Clean Eating: no processed/refined foods, no high sugar/fat foods, or no foods with dirt on them?

2456

Replies

  • nutmegoreo
    nutmegoreo Posts: 15,532 Member
    AnvilHead wrote: »
    nutmegoreo wrote: »
    NadNight wrote: »
    Personally I think of it as things that have gone through minimal processing, whole foods, making things yourself rather than buying them in a box. If it comes with a load of ingredients you can't pronounce on the label then it's probably not great.

    Some people wouldn't include cake and cookies if they were trying to eat clean but my interpretation would be to have cake/cookies but make it myself from scratch rather than buying something from the shop that has added preservatives or e-numbers or something.

    If it's been synthesized in a laboratory, it's not 'clean'. If it's grown, natural or an extract of them (like milk, sugar or flour which are from natural sources) then it's fine.

    I've always found the bolded silly. If my vocabulary is more extensive, or if I were a science-type, then the cookies are safe for me, because I can pronounce the words.

    It turns a diet into a literacy test.



    And besides:

    mq1nchbpjiwk.jpg

    Nailed it!
  • rsclause
    rsclause Posts: 3,103 Member
    rsclause wrote: »
    Not eating anything with dirt on it is a new one for me.
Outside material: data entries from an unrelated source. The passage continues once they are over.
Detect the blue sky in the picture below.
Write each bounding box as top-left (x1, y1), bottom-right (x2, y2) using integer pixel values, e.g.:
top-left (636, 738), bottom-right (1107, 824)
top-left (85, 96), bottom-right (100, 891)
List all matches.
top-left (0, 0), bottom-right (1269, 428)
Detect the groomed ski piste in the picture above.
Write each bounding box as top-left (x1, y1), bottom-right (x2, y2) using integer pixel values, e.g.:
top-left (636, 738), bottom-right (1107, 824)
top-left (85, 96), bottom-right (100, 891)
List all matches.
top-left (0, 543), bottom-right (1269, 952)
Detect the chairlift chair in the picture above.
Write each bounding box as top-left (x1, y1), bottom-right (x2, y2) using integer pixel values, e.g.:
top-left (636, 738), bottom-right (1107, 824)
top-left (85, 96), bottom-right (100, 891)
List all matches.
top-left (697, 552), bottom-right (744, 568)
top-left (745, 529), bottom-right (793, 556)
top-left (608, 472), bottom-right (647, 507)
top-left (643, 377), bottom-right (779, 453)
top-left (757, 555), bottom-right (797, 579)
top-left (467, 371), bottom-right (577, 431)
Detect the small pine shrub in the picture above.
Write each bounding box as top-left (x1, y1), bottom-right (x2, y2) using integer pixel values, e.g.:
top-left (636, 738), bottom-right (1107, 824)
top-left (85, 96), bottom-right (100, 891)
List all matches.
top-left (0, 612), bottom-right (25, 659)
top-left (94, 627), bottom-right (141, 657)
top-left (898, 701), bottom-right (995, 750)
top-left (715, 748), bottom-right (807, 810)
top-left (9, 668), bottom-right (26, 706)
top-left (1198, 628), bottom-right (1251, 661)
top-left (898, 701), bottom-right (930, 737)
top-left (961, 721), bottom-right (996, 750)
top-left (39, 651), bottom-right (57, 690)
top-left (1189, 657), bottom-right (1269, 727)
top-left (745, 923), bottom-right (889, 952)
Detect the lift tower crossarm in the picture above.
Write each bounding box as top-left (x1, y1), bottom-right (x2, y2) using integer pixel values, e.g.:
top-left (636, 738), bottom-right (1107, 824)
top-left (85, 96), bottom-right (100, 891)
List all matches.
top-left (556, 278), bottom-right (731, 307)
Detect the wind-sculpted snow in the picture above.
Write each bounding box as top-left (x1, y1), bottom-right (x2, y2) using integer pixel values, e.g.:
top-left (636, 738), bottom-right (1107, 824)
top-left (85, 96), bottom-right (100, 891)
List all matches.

Clean eating brings out all kinds of responces but if you generally avoid anything in a box or bag that sounds clean to me.

    how do you get anything out of the supermarket without a box or a bag?

    Only produce and meat. Okay I guess the eggs and cheese technically come in a package.
  • nutmegoreo
    nutmegoreo Posts: 15,532 Member
    skram01 wrote: »
    WinoGelato wrote: »
    Clean eating is a vague, subjective term that means something different to everyone who proclaims to follow it, with the one constant theme being the virtue signaling that is implied by suggesting that one is eating “clean”, meaning anyone not eating the same as me or proclaiming their choices as clean is a “dirty” eater.

    @diannethegeek has a great thread with all the different definitions of clean eating she’s compiled over the years on these boards - maybe she or someone else can link it as I’m on my phone just now.

    https://community.myfitnesspal.com/en/discussion/10337480/what-is-clean-eating/p1

    I love the one that says "don't eat product that have a TV commercial." It makes me giggle. I have seen commercials for milk and cheese. There is also at least one commercial for fruits and vegetables. Watch out! Fruits and vegetables are evil now!

    I like "shop on the outside of the store". You know, where the bacon, bologna, fried chicken, donuts, pies and birthday cakes are...

    I hear tales of some stores in the US having booze on the perimeter too.
  • AnnPT77
    AnnPT77 Posts: 34,168 Member
    NadNight wrote: »
    Personally I think of it as things that have gone through minimal processing, whole foods, making things yourself rather than buying them in a box. If it comes with a load of ingredients you can't pronounce on the label then it's probably not great.

    Some people wouldn't include cake and cookies if they were trying to eat clean but my interpretation would be to have cake/cookies but make it myself from scratch rather than buying something from the shop that has added preservatives or e-numbers or something.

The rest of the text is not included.